Praeda was obviously expecting comment, while Corcoran was lounging about at the top of the stairs, watching. Che did not know what to say.
‘What … am I looking at?’ she asked.
‘Oh, Che, honestly,’ Praeda chided, losing patience. ‘Look here, these stone pipes must lead to the river – or to some pond where they keep their purified water. That’s done by those reed beds we saw, by the way, but I’ll tell you about it later. Anyway, the water is at a lower level than the fountain, so they have to draw it up somehow. That’s where this comes in, you see?’

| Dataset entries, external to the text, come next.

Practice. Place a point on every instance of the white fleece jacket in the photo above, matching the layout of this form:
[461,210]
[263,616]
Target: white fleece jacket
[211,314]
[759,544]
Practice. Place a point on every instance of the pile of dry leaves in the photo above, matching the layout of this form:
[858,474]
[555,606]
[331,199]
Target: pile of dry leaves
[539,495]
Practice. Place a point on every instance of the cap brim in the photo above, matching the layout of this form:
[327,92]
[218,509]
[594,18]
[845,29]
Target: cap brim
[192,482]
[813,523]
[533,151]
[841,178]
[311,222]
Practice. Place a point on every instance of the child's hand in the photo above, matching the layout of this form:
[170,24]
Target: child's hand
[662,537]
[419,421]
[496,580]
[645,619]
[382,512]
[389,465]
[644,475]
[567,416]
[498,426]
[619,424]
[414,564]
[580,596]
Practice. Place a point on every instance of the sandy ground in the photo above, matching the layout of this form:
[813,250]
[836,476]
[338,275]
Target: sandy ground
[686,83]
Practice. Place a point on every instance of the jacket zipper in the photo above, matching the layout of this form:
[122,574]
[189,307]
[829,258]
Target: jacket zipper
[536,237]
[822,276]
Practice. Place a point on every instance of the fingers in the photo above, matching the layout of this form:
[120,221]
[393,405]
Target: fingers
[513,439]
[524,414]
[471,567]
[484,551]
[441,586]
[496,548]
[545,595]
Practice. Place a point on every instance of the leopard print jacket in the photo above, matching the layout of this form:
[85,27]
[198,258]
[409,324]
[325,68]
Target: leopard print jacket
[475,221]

Che still didn’t see, though. There was a vertical pipe, carved as intricately as everything else, with a metal rod jutting from it, and there was some kind of fulcrum there, and a weight … I’m supposed to be able to understand what this is, she realized. Deep inside herself, she began to feel ill.

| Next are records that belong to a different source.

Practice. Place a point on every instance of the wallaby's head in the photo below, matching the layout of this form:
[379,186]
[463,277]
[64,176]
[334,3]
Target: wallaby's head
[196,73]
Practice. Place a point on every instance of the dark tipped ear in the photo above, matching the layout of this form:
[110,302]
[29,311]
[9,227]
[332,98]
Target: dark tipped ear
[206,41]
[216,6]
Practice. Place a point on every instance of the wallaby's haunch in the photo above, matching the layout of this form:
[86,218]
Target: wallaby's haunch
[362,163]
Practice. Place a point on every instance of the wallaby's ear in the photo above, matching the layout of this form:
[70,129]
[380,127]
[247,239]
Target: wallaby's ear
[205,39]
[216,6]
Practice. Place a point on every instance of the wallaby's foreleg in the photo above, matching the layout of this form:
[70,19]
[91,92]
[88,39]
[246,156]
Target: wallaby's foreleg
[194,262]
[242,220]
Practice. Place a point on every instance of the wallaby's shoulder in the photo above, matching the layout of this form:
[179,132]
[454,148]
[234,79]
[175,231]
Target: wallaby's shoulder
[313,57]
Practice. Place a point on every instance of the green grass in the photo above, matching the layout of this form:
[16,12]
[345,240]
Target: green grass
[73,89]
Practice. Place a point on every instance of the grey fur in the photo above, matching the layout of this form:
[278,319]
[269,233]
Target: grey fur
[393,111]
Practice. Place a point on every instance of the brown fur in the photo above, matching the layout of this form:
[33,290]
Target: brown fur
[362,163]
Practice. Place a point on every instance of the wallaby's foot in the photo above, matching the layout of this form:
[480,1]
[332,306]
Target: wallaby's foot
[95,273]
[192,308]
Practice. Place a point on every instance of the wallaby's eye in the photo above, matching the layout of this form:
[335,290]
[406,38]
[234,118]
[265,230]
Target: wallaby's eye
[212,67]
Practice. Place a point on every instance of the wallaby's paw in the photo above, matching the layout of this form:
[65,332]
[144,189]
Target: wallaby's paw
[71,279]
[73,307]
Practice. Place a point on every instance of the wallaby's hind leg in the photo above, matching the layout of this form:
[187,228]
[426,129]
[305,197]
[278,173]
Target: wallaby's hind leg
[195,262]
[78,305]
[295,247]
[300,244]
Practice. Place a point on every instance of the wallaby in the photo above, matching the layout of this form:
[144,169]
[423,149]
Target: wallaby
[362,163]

‘Tell me …’ she said hoarsely.
‘It’s a vacuum pump, t
hough, isn’t it?’ Corcoran said delightedly, from behind her. ‘The cursed’st one I ever saw, but that’s what it is. They get some poor sods of servants to haul the weight up, and then the weight comes down slow – probably there’s some sand emptying out of somewhere else to keep it that way …’
‘The weight descending draws up the plunger, expanding an airless space that the water then rushes up to fill,’ Praeda went on. ‘Really, Che, this is apprentice stuff. The water possesses enough momentum to gush through the smaller pipes and into the gravel fountain. It then probably flows right back down to where it originated.’
Che did not trust herself to speak, merely put out an arm to seek the support of the wall.
‘Of course,’ Corcoran was saying, ‘we could sell them a pump the size of your shoe that would do a better job, and not need some bugger hauling a weight up every morning, but they won’t have it. Mad, they are, around here.’
‘But that’s not right …’ Che began slowly.
‘What do you mean?’ There was a look of perfect incomprehension on Praeda’s face.
‘The Khanaphir … they’re Inapt, surely.’ She glanced from the academic to the Iron Glove factor, whose expressions mirrored each other exactly.
‘Inapt?’ Praeda said slowly. ‘Che, they’re us – they’re Beetle-kinden. Of course they aren’t Inapt. What were you thinking?’
‘Go out of the city,’ Corcoran put in. ‘Go upriver, they got watermills, cranes, they can do all sorts of clever things with levers and weights. Take a look at the Estuarine Gate some time! It’s just, they’ve no more than that. No imagination is what I think.’